El principio de igualdad lleva a gravar con similares alícuotas a toda superganancia.

En nuestro país los ricos siempre pagaron impuestos bajos.

 

Respecto de la renta debe tenerse muy en cuenta también un elemento novedoso de índole global: se cortó -y por mucho tiempo- la Inversión Extranjera Directa. Tendremos que arreglarnos con lo nuestro, por usar un dicho de don Aldo Ferrer.
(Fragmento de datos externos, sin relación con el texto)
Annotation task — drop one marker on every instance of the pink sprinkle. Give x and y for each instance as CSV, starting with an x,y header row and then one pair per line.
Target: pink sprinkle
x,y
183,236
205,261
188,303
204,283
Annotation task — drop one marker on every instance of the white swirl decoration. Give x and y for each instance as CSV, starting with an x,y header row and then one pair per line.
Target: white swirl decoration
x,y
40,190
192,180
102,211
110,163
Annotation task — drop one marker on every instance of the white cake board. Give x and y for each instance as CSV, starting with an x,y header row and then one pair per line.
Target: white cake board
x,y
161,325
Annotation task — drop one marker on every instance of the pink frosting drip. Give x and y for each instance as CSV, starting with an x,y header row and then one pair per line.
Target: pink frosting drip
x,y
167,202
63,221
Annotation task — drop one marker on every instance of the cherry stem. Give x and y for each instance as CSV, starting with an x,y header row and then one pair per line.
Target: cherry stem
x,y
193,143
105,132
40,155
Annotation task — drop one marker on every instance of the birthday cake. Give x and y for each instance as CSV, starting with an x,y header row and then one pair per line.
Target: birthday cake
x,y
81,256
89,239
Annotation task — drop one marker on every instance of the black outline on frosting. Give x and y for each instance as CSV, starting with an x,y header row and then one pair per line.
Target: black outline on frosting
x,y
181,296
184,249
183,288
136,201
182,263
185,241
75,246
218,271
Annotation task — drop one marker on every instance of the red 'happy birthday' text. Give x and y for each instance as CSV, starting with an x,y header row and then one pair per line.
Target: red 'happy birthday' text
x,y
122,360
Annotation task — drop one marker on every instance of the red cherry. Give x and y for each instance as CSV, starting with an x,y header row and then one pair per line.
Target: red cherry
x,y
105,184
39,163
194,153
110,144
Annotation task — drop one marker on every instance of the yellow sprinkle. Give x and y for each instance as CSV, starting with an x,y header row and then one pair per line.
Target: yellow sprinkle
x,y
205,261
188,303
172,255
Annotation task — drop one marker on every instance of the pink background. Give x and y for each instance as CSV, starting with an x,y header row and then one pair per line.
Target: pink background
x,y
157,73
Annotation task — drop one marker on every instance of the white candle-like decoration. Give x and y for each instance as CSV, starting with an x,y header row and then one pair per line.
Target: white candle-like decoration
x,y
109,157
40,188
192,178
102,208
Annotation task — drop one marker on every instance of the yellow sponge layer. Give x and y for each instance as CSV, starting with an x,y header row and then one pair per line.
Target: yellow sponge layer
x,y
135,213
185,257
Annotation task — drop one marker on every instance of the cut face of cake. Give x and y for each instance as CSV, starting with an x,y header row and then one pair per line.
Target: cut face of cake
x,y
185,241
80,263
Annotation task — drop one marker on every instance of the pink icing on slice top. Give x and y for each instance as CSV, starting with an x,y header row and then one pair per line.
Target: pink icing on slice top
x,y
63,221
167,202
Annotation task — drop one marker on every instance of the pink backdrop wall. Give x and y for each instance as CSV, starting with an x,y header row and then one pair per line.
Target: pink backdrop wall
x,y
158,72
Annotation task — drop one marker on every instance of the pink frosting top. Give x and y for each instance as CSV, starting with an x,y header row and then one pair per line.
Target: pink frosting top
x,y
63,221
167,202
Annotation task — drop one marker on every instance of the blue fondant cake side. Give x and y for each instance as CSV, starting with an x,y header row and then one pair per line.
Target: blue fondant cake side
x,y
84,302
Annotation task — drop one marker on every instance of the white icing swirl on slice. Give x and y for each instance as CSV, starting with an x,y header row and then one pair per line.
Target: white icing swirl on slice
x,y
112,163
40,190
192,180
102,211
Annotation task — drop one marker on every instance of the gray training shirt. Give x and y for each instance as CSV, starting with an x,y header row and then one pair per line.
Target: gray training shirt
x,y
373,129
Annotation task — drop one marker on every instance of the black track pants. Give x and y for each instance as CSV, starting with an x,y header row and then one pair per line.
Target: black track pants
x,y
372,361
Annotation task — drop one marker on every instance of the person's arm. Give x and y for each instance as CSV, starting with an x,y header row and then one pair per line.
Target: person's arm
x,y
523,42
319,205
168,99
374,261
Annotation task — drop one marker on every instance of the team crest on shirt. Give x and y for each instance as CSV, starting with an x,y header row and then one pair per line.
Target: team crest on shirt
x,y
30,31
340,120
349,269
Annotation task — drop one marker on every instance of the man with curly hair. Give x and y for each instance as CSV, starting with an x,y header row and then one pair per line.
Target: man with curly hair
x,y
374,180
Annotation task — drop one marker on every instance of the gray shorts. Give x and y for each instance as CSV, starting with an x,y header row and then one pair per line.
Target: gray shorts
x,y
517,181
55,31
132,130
Los dispuestos a reinvertir sus ganancias aquí son los argentinos, así que cuidado con espantarlos, porque nos quedaríamos sin capital.

 

En definitiva, esta crisis no es estructural, sino una fuerte puja por la apropiación de la riqueza, fenómeno circunstancial.

La solución es sencillísima: hay que excitar las potencias productivas nacionales.

 

Si el Congreso coloca como objetivo decenal alcanzar las 150 millones de toneladas granarias, todo se acomodará solo. Porque si de algo podemos estar seguros es que la demanda mundial seguirá firme muchos años.